In stage 616, processor 102 determines whether an execution context has completed its operation. If an execution context has not completed, i.e., it's still running, and then processing may repeat at stage 614.
However, if an execution context has completed, then in stage 618 processor 102 may notify scheduler 300. In response, scheduler 300 may make that execution core available for reassignment to another execution context. Alternatively, upon an execution core completing its current execution context, processor 102 may automatically free that execution core and notify scheduler 300. Other sequences of operation may depend upon the specific implementations of processor 102 or OS 120.
Other embodiments of the invention will be apparent to those skilled in the art from consideration of the specification and practice of the invention disclosed herein. It is intended that the specification and examples be considered as exemplary only, with a true scope and spirit of the invention being indicated by the following claims.

Claims

1. A method of running a number of execution contexts on one or more multi-core processors through an operating system, wherein the number of cores is greater than or equal to the number of execution contexts, said method comprising:

assigning each execution context to a core of the one or more processors; and

asynchronously running the execution contexts on their assigned cores.

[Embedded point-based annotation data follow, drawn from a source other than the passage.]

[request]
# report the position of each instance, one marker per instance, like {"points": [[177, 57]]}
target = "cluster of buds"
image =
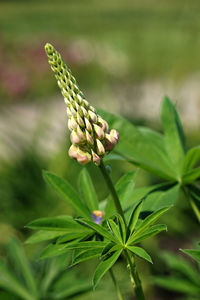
{"points": [[90, 136]]}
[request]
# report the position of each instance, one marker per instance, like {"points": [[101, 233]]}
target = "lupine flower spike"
{"points": [[90, 136]]}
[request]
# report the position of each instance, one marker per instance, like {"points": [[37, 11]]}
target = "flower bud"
{"points": [[81, 134], [80, 120], [110, 142], [103, 124], [75, 139], [72, 124], [73, 151], [97, 216], [100, 148], [83, 157], [88, 125], [90, 135], [99, 132], [92, 116], [96, 159], [115, 134], [89, 138]]}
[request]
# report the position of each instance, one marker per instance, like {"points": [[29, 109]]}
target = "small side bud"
{"points": [[81, 134], [83, 157], [100, 148], [99, 132], [73, 151], [88, 125], [103, 124], [75, 139], [72, 124], [96, 159], [92, 116], [115, 134], [89, 138]]}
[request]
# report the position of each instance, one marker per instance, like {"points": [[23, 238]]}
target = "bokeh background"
{"points": [[126, 55]]}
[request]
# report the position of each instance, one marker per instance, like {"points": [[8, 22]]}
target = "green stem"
{"points": [[133, 271], [116, 285], [195, 208], [112, 190], [192, 203], [135, 279]]}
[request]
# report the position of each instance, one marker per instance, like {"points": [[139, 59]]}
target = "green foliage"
{"points": [[163, 155], [66, 192], [22, 279], [84, 237], [184, 277]]}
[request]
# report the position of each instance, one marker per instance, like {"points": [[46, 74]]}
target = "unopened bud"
{"points": [[103, 123], [75, 139], [96, 159], [100, 148], [99, 132], [89, 138], [73, 151], [83, 157], [93, 116], [72, 124], [80, 134], [115, 134]]}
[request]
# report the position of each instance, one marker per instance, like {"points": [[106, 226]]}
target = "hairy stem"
{"points": [[112, 190], [135, 279], [116, 285], [131, 263]]}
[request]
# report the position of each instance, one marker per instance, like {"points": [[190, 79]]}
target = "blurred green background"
{"points": [[126, 55]]}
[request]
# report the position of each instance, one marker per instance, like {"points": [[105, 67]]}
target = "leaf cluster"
{"points": [[83, 236], [50, 280], [184, 276], [163, 155]]}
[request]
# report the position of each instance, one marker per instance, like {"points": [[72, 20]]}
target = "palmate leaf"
{"points": [[194, 253], [124, 188], [43, 235], [177, 284], [16, 253], [160, 199], [150, 232], [191, 176], [81, 255], [87, 190], [9, 282], [72, 236], [148, 221], [191, 159], [145, 193], [140, 252], [141, 147], [67, 193], [182, 266], [65, 224], [58, 249], [104, 266], [174, 136], [75, 288], [54, 250], [99, 229]]}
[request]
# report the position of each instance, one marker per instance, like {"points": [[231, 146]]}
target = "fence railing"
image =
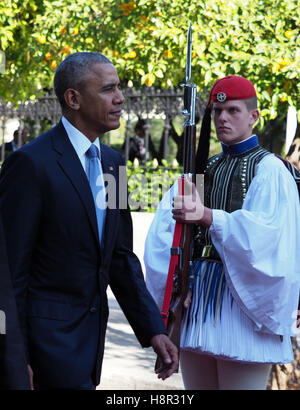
{"points": [[145, 104]]}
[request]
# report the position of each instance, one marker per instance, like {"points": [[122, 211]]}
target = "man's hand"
{"points": [[167, 355], [189, 208]]}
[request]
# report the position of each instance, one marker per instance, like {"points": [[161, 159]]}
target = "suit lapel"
{"points": [[71, 166], [109, 168]]}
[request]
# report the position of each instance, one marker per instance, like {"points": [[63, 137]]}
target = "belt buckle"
{"points": [[206, 251]]}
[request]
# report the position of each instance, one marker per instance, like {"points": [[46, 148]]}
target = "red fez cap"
{"points": [[231, 88]]}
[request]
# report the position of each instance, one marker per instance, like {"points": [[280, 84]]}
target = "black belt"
{"points": [[209, 252]]}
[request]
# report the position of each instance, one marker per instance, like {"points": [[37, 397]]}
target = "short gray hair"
{"points": [[71, 71]]}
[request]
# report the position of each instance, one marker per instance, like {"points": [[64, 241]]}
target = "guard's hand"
{"points": [[167, 355], [188, 208]]}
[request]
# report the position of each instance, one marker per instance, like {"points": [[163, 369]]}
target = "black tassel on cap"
{"points": [[204, 142]]}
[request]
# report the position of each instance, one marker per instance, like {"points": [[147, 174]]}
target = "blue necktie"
{"points": [[94, 174]]}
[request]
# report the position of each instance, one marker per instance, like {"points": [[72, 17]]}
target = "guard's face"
{"points": [[233, 121], [100, 100]]}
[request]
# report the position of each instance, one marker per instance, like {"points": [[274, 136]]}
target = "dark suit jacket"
{"points": [[13, 365], [59, 272]]}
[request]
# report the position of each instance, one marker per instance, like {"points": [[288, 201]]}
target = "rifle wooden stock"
{"points": [[180, 292], [182, 270]]}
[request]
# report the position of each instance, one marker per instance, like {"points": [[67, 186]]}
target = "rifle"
{"points": [[177, 285]]}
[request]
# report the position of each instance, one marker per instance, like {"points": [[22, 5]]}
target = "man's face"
{"points": [[233, 121], [100, 100]]}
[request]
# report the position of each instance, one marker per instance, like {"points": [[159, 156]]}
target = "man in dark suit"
{"points": [[63, 251], [13, 366]]}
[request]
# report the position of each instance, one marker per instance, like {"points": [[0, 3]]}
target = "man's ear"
{"points": [[254, 115], [72, 99]]}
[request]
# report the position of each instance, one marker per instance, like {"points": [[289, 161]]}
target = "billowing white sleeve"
{"points": [[157, 247], [260, 248]]}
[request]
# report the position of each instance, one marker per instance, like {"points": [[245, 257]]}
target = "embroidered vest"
{"points": [[227, 178]]}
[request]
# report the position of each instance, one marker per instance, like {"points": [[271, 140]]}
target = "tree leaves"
{"points": [[146, 40]]}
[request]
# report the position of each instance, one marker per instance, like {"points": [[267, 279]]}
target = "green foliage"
{"points": [[146, 40]]}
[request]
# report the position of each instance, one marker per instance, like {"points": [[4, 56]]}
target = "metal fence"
{"points": [[146, 103]]}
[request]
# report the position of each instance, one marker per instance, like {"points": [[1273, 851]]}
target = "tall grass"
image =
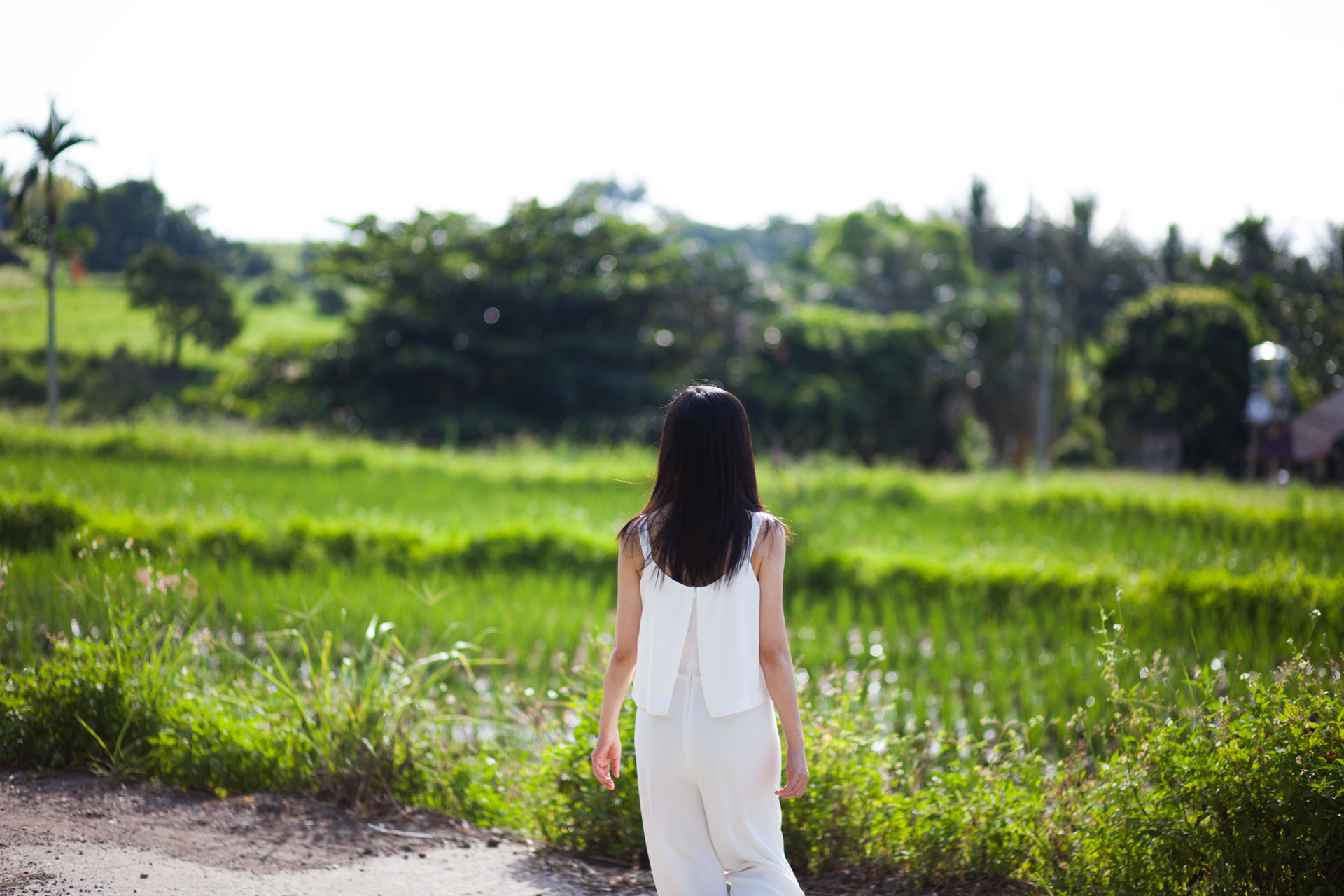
{"points": [[1182, 788]]}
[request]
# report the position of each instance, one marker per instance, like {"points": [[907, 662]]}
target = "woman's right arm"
{"points": [[620, 666]]}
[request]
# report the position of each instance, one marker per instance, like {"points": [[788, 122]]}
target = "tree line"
{"points": [[953, 340], [870, 333]]}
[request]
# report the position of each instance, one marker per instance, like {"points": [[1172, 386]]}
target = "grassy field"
{"points": [[962, 596], [94, 317]]}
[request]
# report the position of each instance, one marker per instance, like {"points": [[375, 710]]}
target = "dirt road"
{"points": [[77, 834]]}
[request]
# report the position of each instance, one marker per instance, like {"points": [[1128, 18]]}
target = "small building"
{"points": [[1319, 440]]}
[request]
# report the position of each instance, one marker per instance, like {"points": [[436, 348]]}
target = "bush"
{"points": [[35, 522], [573, 809], [1179, 359], [1210, 794], [847, 381], [276, 290], [331, 302]]}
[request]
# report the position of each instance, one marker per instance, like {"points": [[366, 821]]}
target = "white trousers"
{"points": [[711, 820]]}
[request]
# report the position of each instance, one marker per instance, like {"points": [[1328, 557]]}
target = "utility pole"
{"points": [[1044, 382]]}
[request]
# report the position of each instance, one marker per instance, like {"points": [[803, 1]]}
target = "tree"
{"points": [[134, 214], [881, 260], [1177, 359], [564, 318], [51, 141], [187, 298]]}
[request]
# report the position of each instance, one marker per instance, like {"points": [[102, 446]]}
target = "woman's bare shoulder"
{"points": [[772, 538]]}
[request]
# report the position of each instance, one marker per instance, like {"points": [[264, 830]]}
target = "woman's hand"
{"points": [[797, 769], [606, 761]]}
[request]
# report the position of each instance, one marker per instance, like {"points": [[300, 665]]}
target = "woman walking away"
{"points": [[699, 625]]}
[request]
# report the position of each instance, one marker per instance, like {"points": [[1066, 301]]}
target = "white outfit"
{"points": [[706, 745]]}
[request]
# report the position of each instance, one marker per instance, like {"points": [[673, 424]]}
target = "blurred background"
{"points": [[948, 234], [335, 342]]}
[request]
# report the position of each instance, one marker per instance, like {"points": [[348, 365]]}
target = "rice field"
{"points": [[937, 629]]}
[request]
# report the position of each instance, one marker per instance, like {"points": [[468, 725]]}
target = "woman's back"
{"points": [[726, 615], [710, 663]]}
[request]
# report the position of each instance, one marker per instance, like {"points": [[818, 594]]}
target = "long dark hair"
{"points": [[705, 491]]}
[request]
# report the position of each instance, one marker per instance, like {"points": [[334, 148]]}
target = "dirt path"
{"points": [[77, 834]]}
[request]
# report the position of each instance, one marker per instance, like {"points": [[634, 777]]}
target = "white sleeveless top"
{"points": [[723, 649]]}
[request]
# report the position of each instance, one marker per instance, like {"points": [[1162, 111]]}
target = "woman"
{"points": [[701, 606]]}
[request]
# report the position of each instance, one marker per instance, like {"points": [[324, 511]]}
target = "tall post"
{"points": [[1044, 386], [52, 386]]}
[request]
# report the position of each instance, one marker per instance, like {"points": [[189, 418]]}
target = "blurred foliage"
{"points": [[577, 321], [1183, 786], [1176, 360], [564, 318], [846, 381], [188, 298], [131, 216]]}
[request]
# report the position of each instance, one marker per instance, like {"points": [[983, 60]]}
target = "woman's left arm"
{"points": [[777, 663], [620, 666]]}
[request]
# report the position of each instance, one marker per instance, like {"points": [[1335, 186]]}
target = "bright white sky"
{"points": [[280, 115]]}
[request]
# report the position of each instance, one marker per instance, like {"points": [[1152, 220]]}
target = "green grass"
{"points": [[96, 317], [961, 596]]}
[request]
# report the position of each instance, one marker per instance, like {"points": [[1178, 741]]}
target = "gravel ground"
{"points": [[70, 833]]}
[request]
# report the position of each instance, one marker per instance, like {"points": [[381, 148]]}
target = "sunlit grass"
{"points": [[96, 317]]}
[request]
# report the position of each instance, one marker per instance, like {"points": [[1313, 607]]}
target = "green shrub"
{"points": [[41, 711], [573, 809], [35, 522], [1226, 796]]}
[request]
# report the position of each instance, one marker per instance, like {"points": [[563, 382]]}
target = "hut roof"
{"points": [[1316, 431]]}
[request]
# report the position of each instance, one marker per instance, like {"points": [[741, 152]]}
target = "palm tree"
{"points": [[51, 140]]}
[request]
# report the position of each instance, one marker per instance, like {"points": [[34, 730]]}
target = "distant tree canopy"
{"points": [[1177, 359], [869, 333], [847, 381], [881, 260], [187, 298], [134, 216], [564, 318]]}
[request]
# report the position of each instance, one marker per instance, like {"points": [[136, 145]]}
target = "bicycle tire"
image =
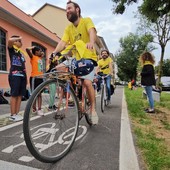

2. The method of claim 1, further comprising:

identifying when a plurality of execution contexts require synchronization; and

synchronizing the plurality of execution contexts using instructions provided by the processor based on when the plurality of execution contexts require synchronization.

3. The method of claim 1, further comprising:

identifying when a plurality of execution contexts require synchronization; and

synchronizing the plurality of execution contexts using a service of the operating system based on when the plurality of execution contexts require synchronization.

4. The method of claim 1, wherein assigning each execution context to the core of the one or more processors comprises assigning each of the cores one execution context at most.

5. The method of claim 4, further comprising:

determining when the one execution context is blocked;

suspending operation of the core assigned to the one execution context; and

preventing the core assigned to the at least level execution context from being switched to another execution context.

6. The method of claim 5, wherein suspending operation of the core comprises suspending the core based on a service of the operating system.

7. The method of claim 5, wherein suspending operation of the core comprises suspending the core based on an instruction provided from the processor.

8. The method of claim 5, wherein suspending the operation of the core assigned to the one execution context is performed based on an instruction provided from the processor.

9. The method of claim 7, wherein suspending operation of the core assigned to the at least one execution context comprises powering down the core assigned to the at least one execution context.

10. The method of claim 1, further comprising:

determining when the execution context has completed; and

allowing the execution core assigned the completed execution context to be reassigned to another execution context.

11. An apparatus configured to perform the method of claim 1.

12. A computer readable medium comprising computer executable instructions for performing the method of claim 1.

13. A computer system, comprising:

at least one processor having a plurality of processing cores that can each asynchronously execute an execution context; and

an operating system having a kernel that is configured to determine available processing cores and assign execution contexts to respective cores that are available.

14. The computer system of claim 13, wherein the operating system is configured to identify when a plurality of execution contexts require synchronization and the at least one processor provides an instruction that synchronizes the plurality of execution contexts based on when the plurality of execution contexts require synchronization.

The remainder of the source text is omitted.